MESA+ Institute for Nanotechnology

In modern integrated circuits with Cu interconnects a diffusion barrier is used between the dielectric and Cu in order to prevent diffusion of Cu through the dielectrics. The choice of such a barrier requires a material exploration and a study of the material reactivity with both Cu and the dielectric used in the back-end processing. This thesis presents results of a study focused on the growth processes of tungsten nitride silicide films by CVD; tungsten nitride and tungsten carbidonitride films by ALD.

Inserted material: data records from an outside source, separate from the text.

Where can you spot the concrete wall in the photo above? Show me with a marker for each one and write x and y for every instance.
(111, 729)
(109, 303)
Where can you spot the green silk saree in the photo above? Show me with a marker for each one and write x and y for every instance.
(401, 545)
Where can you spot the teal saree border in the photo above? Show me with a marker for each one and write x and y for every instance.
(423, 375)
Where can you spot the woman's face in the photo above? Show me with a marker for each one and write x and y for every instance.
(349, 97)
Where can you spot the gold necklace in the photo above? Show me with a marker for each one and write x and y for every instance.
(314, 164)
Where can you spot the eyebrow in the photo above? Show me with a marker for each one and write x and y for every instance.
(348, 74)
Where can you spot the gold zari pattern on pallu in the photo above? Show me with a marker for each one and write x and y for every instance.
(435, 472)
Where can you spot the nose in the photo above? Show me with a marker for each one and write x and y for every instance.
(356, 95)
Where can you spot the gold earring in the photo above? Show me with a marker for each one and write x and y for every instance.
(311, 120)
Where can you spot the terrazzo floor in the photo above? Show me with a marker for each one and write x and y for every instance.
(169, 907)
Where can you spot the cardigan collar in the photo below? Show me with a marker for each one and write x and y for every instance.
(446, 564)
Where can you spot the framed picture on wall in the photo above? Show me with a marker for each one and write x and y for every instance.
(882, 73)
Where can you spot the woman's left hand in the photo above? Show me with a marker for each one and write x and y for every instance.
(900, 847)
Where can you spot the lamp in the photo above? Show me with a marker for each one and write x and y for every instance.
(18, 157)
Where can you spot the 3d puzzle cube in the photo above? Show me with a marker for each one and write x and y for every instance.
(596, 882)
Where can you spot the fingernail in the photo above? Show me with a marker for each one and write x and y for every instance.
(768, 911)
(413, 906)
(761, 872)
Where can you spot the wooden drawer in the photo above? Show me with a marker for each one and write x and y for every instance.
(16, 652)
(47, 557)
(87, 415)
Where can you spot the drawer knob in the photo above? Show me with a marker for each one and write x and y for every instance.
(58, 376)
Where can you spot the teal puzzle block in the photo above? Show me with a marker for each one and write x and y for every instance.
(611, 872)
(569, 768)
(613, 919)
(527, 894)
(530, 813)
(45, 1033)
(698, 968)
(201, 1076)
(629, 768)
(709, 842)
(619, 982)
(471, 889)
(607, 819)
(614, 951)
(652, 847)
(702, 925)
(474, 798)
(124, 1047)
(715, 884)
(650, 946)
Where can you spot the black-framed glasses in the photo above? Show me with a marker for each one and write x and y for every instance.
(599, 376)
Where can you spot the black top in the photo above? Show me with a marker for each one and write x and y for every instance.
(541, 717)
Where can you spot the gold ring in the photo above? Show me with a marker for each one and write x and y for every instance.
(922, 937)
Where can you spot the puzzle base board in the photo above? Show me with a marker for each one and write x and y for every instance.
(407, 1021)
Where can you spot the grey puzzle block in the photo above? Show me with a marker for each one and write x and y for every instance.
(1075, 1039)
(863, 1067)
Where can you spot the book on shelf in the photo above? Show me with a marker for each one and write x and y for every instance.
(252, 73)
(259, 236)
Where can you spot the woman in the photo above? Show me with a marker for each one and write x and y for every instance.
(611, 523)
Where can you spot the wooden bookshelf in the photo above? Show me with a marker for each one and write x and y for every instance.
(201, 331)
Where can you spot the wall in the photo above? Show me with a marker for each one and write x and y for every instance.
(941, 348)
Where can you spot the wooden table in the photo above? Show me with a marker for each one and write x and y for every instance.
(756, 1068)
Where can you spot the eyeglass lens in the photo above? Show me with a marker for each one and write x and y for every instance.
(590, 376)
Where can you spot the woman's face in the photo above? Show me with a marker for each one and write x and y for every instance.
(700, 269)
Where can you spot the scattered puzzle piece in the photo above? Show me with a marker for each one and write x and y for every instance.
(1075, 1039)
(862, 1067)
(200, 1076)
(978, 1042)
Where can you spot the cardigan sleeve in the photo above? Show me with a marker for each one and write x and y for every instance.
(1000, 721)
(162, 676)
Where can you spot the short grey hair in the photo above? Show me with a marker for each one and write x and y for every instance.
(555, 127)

The suitability of these materials as a diffusion barrier has also been evaluated by testing film properties such as resistivity, RMS-roughness, the reactivity with Cu, blocking properties to Cu diffusion and adhesion.
A combination of the tungsten silicide nitride with Si to W ratio ≥0.8 and Cu has shown Si diffusion out of the barriers into Cu resulting in a large increase of Cu-resistivity. Thus, these materials failed the criterion of low reactivity with Cu, which has been tested with four-point probe in situ sheet resistance measurements at elevated temperatures. Tungsten nitride and tungsten carbonitride films are shown to have low reactivity with Cu. Moreover, good blocking properties of these films against Cu and Al diffusion have been demonstrated on capacitors and p+/n diodes.

At the same time a continuous scaling of components in IC’s demands the integration of low-k dielectrics, e.g. SiLKTM (an aromatic hydrocarbon based polymer with a static dielectric constant ~2.65), in a back-end process of IC’s. This requires a study of processes at the interface of the dielectric film with Ta-based materials, which are used conventionally as barriers. Therefore a study of the interaction of SiLK with the Ta-based materials has been performed. Sheet resistance measurements show that tantalum nitrides containing 8-10 at% N have better thermal stability on SiLK than pure Ta films. The four point bend test shows suitable adhesion. No reaction of hydrocarbons from SiLK with Ta-based barriers, which results in tantalum carbide formation, has been observed.